Who wants to take a spin in Jennifer’s piss-mobile? It’s got all your urine needs: empty bottles, faint pee smells, pee stains just above your head. Her kid is chock full of book smarts, but like most males, turns into a complete moron once his penis is in his hand so he accidentally sprayed pee everywhere in the car. Whoops! This leads me to my next important point: The interiors of parents’ cars are as disgusting as grocery store shopping cart seats, and that’s why it is ideal to avoid both. Clorox wipes are great and all, but I’d rather just ride in a car that hasn’t been doused in secretions.
6. Mom’s Gold Star
Thank you, Raquel and Corey, for effectively demonstrating that if you’re going to post about your poop hands, you should have a sense of humor about it. Parents shouldn’t feel like they can NEVER talk about the brown, stinky realities of their day-to-day, but it’s a good idea to consider whether what’s being said has any entertainment value.

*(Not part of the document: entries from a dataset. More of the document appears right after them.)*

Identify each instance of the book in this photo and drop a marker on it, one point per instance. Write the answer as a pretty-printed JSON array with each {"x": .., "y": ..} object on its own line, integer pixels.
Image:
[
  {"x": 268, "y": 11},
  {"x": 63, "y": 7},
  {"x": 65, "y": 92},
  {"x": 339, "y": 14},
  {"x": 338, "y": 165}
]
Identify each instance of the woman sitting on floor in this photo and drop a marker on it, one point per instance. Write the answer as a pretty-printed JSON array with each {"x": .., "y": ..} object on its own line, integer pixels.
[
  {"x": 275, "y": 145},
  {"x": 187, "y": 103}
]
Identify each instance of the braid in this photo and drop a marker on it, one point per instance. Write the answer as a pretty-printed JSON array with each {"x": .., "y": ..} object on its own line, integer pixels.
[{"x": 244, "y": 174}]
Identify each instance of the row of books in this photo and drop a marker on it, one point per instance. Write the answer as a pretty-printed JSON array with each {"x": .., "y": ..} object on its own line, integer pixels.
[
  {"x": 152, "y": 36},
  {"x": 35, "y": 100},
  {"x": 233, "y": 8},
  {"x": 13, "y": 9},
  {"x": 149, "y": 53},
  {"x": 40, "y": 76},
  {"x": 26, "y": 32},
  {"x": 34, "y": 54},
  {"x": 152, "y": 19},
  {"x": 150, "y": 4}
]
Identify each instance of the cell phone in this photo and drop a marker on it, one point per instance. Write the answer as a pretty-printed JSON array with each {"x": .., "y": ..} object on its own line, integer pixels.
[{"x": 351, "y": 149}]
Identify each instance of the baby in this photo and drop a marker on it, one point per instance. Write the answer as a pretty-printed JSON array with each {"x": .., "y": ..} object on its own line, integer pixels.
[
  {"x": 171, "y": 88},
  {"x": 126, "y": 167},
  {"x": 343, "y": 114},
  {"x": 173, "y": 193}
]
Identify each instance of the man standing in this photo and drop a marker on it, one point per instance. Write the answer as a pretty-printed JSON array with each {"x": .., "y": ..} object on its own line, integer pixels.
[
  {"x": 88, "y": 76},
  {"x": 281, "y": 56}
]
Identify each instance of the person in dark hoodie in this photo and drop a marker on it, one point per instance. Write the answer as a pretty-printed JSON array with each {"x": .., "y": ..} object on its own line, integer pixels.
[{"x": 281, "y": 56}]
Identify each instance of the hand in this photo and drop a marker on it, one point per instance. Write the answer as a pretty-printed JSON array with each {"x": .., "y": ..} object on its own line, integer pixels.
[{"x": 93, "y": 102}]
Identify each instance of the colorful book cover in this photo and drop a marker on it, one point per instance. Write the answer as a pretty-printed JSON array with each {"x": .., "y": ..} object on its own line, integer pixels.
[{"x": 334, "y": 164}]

It’s not as easy as tacking on a “BWAHAHAHA rotflm,” and it’s certainly not going to go over well if the post put up before it was a rant about “sick people in public spaces” or strangers “touching” their baby. Plus, something tells me that once a parent rants about those things on social media, his or her chances of being shat upon or having to pick up a fresh turd off the floor in a Dillard’s increase exponentially.
Parents, make your choices wisely, and please wash your hands before typing, KTHX.